In Machine Learning the best model is useless if it does not generalize to new, unseen data. In other words, even if a model reduces the error rate of the training samples to zero, it does not help much in practice if the error rate of new samples is rarely better than flipping a coin.
Of course it makes sense to build a proper architecture before we train a model, but on the other hand, if the model is too powerful and thus has a large capacity, we need enough data to estimate all parameters. Otherwise, the chosen model underfits and fails to detect the actual pattern in the data. That is the opposite of overfit where the model perfectly learns to detect (faulty) patterns in the training data but it does not generalize to unseen data. Both sides of the coin are bad and therefore, we try to meet in the middle.
Occam’s razor states that given a set of hypotheses, we should take the one with the fewest assumptions. In the domain of Machine Learning that means we should start with simple, probably linear model. If it works, there is no need to go deeper and otherwise, we should increase the capacity a little and start again.

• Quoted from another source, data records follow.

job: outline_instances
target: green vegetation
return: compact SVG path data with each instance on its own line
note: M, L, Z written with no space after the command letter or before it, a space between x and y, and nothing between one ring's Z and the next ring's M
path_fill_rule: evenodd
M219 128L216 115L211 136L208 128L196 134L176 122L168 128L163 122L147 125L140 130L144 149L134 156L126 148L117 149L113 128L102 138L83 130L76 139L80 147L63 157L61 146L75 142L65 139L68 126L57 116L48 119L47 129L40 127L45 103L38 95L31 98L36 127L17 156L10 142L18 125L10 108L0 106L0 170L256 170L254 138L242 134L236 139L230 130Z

How this is related to Deep Learning? In a lot of domains, the explaining factors of the input data are heavily entangled and thus, a powerful model is required to disentangle these factors. This possibly requires a deep model that can re-use features and allows to stack features to build more abstract features. However, for some kind of data this might be overkill and a much more simple model would suffice to explain the factors, e.g. with a linear model.